Area influences on health: does the extent of community or religious segregation matter?

Northern Ireland (NI) is a society spatially segregated along religious denomination lines. This study looks at some of the implications of this for population health in NI. In particular, the study examines (i) health outcomes associated with minority status for groups living within larger ‘other’ communities; and (ii) health outcomes associated with living as part of larger homogeneous communities which may have developed exclusionist social networks and mores – scenarios testable for both positive and negative health outcomes. More generally, while the immediate context for this study is NI, findings of this kind can have implications for the study of health in other minority populations. Indices of community composition will be derived quantifying the major religious denominations at area level.

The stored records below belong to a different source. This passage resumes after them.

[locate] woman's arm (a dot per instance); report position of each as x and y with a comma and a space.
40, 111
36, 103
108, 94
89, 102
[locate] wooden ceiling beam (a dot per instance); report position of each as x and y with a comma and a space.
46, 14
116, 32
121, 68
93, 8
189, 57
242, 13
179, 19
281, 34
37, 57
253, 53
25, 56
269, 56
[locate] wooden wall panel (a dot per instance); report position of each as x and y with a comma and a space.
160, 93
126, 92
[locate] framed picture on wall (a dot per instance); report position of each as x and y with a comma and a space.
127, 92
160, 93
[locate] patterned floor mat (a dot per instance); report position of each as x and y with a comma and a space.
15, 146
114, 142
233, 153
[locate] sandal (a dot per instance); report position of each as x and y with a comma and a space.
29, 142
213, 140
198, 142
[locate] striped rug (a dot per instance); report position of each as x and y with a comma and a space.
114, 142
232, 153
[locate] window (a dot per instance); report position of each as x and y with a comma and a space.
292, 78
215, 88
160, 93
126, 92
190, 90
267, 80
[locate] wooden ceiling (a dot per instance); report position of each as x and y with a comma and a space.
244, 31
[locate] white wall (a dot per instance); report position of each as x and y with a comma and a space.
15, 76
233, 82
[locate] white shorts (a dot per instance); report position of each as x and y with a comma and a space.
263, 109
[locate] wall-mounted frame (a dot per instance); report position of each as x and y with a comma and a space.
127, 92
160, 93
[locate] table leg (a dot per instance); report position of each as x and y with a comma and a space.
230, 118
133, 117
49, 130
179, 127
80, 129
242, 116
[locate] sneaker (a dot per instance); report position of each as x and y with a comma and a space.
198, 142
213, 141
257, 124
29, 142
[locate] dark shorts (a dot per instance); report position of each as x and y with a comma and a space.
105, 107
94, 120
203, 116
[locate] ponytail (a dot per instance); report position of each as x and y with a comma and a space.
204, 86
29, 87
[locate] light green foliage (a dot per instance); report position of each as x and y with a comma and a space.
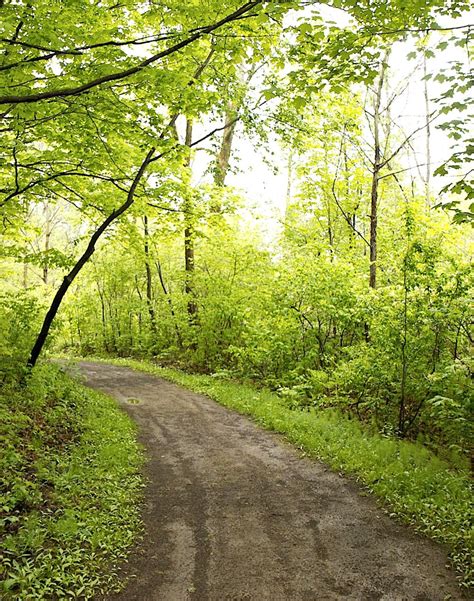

These social settings will be examined in relation to both area characteristics (such as population density) and individual and household socio-demographic and socio-economic factors such as age, sex, marital status, economic position, and social class and measures of social deprivation. The study will focus mainly on the analysis of mortality, though will also include analysis of self-reported health measures. As much as possible lifestyle factors will also be included: indices of tobacco and alcohol consumption will be derived using the Northern Ireland Health and Well-being Survey, and integrated into the main project data for analysis. It is anticipated that this will enhance understanding of both (a) processes of population health formation and maintenance in NI and more generally (b) increase understanding of the health of minority populations.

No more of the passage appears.